La clarté du matin révéla un paysage superbe, mais prévisible ; des montagnes arides, enneigées et escarpées encerclaient la route, s’ouvrant parfois en vallées verdoyantes, pittoresques, d’une sérinité contagieuse. Ils virent des troupeaux de moutons en train de paître, un nomade qui passait, un yack chargé de paquets, une tente plantée au sol, un tracteur et une charrette avançant lentement dans un champ ; pour l’essentiel, la nature était encore intacte, sauvage, évoluant au rythme millénaire de ce vaste plateau semblant dominer le monde.
Tomás était fatigué, mais aussi trop nerveux et excité pour pouvoir se reposer. Il ressentait une certaine méfiance à l’égard d’Ariana et, après un long silence, il décida de dissiper ses doutes.
— Qu’est-ce qui me dit que vous ne me menez pas en bateau ?
Ariana, qui jusque-là fixait la route, écarquilla ses grands yeux.
— Pardon ?
— Comment puis-je être sûr que vous n’êtes pas en train de me leurrer encore une fois ? Après tout, vous m’avez organisé une belle supercherie à Téhéran…
L’Iranienne ralentit et le regarda dans les yeux.
— Vous pensez vraiment que je cherche à vous tromper, Tomás ?

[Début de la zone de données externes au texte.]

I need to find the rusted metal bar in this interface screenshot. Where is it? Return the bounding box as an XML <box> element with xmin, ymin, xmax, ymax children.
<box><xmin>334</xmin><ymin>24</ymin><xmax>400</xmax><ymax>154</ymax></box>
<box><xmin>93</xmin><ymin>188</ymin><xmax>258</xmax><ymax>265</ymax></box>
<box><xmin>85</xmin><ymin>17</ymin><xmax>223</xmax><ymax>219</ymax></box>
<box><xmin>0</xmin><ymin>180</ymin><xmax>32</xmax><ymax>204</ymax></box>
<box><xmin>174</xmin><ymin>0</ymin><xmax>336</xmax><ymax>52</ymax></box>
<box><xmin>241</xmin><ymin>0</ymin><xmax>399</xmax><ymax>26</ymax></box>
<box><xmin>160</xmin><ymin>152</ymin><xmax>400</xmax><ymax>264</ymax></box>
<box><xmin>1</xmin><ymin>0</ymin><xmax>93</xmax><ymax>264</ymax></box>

— Eh bien… Ce ne serait pas la première fois ! Qu’est-ce qui me dit que tout ça n’est pas encore une mise en scène montée avec la complicité du… colonel Dracula ?
Ariana fixa à nouveau la route.
— Je comprends que vous ayez des doutes, dit-elle. C’est parfaitement normal étant données les circonstances. Mais, maintenant, vous pouvez être sûr qu’il n’y a aucune mise en scène.